Defenders of the status quo claim that, despite its rag tag composition, the House of Lords is an important check on the executive and seems to see higher quality debate than the Commons. But calling for a democratic and accountable Lords in no way runs contrary to the logic of checks and balances – it simply asks that lawmakers themselves be checked and balanced with real public accountability.
Likewise, when the public clearly yearn for the presence of people with real world experience in Parliament the problem is clearly not that democracy and expertise are incompatible. We simply need to be imaginative in creating the process by which one would be elected to the Lords, so it doesn’t replicate or compete with its noisy neighbour down the corridor.
While we debate pros and cons, let’s not forget the scandals that have spewed out from the Lords these recent years – cash for questions, cash for honours, the outrage of non-dom donors buying our politics from its benches, and most recently the “cash for influence” affair. Let’s not forget the indignation we all felt as John Butterfill confidently boasted “It is quite likely that I will go to the Lords…another string to my bow as far as you’re concerned”.
That’s why we at Power2010, together with LabourList and Progress among others are laying down the gauntlet – No more Lords! The Labour government has an incredible opportunity to prove itself as a party of democratic renewal in the wake of these Lordly scandals and in the political landscape still framed by the expenses crisis.
As the dissolution of parliament approaches all three main parties will be readying themselves to send in their next wave of appointments. If the Labour leadership really believes in a democratic House of Lords, should it not decide today that there will be no additional appointment to the upper chamber?
The Labour Party should take a stand and prove its credibility by issuing a challenge to the Conservatives and Lib Dems – “we won’t if you won’t”. No party can be taken seriously on a “democratic House of Lords” while continuing to stuff it full of new appointments, and the first party to rise to this challenge would send a clear message to the public – the days of the rotten parliament are over and we are the party to change things for good. As Alex Smith wrote, Lords reform goes to the heart of Labour’s story. 100 years ago, in 1910, the party ran a simple campaign, “The Lords Must Go” – it’s time to win it.
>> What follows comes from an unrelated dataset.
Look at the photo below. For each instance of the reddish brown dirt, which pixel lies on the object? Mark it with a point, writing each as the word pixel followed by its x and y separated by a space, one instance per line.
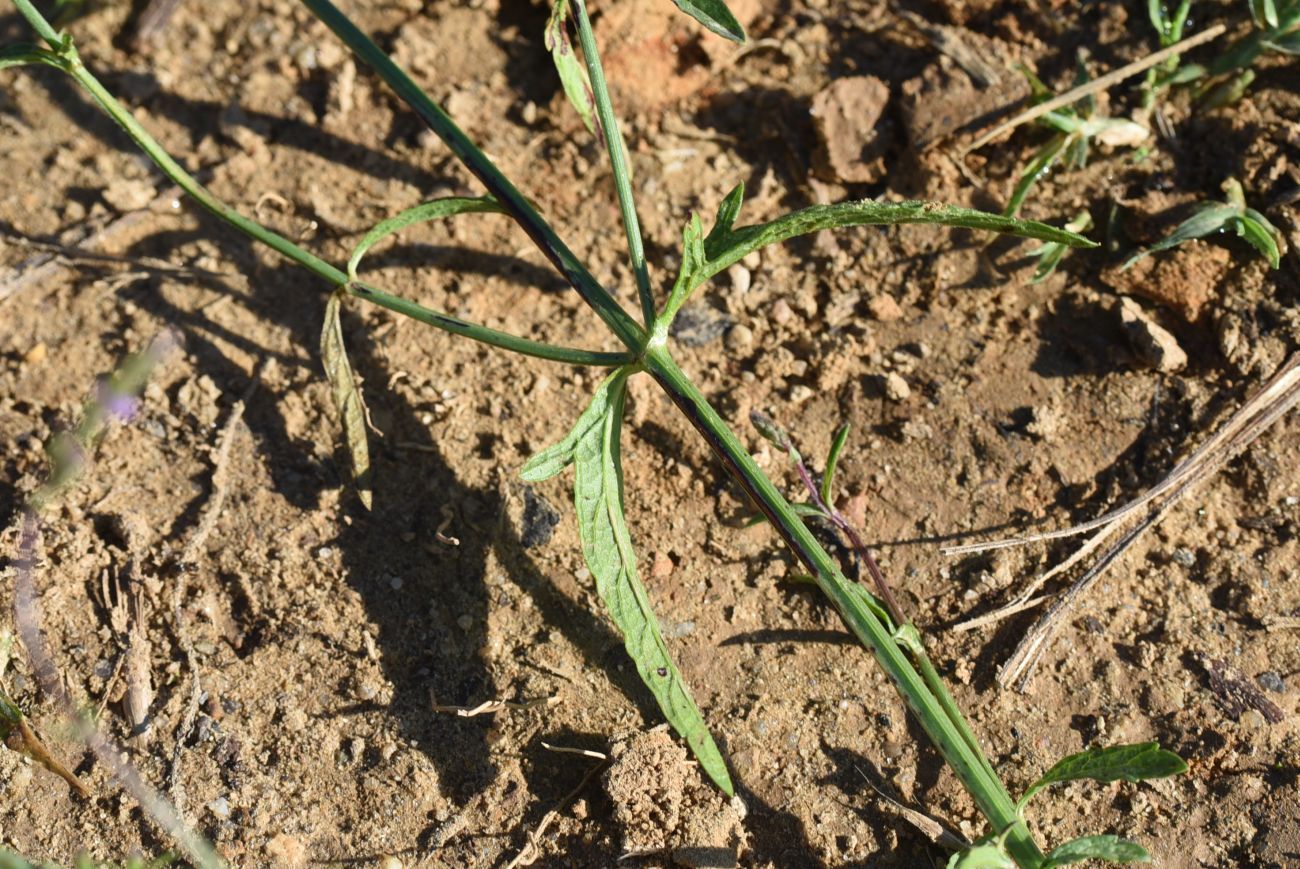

Some feel that given the challenges we face as a country – the economy, the environment, public services – tinkering with the second chamber is way down the list. But these people forget the equally damaging crisis we face today – a crisis in our politics which threatens to challenge the legitimacy of our democracy. Reforming the Lords, starting with a moratorium on further appointments would sent a strong message to all voters – that the Labour Party believe in action and not just words when in comes to political reform and rebuilding trust. No more Lords.